FILE – Syringes and a vial of the Moderna COVID-19 vaccine are displayed at a mass COVID-19 vaccination site in Batavia, Ill., on March 19, 2021. Moderna hopes to offer updated COVID-19 boosters in the fall that combine its original vaccine with protection against the omicron variant. On Tuesday, April 19, 2022, it reported a preliminary hint that such an approach might work. (Rick West/Daily Herald via AP, File)
Moderna’s Chief Medical Officer Paul Burton said on Sunday that his company was preparing to provide large amounts of its vaccine booster against omicron and other COVID-19 variants this fall.
“We’re confident by the fall of this year we should have large amounts of that new booster vaccine that will protect against Omicron and other variants,” Burton said in an interview on CBS’s “Face the Nation.”
Last month, Moderna announced that its new bivalent COVID-19 booster shot was more effective against all variants than the company’s currently available coronavirus vaccine.
The company has said it expects initial data on its omicron-specific vaccine to be available in the second quarter of this year
Burton also made a general push on Sunday for people who have not already done so to receive their COVID-19 booster.
“People are eligible now to get boosted.
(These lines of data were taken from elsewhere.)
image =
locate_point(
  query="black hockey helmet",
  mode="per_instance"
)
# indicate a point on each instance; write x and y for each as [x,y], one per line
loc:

I would absolutely recommend it,” he said on Sunday.
Also on “Face the Nation,” former member of the Trump administration’s White House coronavirus task force, Deborah Birx, urged the U.S. to ramp up on its preparations for a potential COVID-19 surge in the summer, citing increasing case numbers in South Africa.
“Each of these surges are about four to six months apart,” she said of the South African outbreaks. “That tells me that natural immunity wanes enough in the general population after four to six months that a significant surge is going to occur again. And this is what we have to be prepared for in this country.”
As of Saturday, the U.S. reported 23,349 daily COVID-19 cases, far below more than a million daily cases seen during the omicron outbreak in January.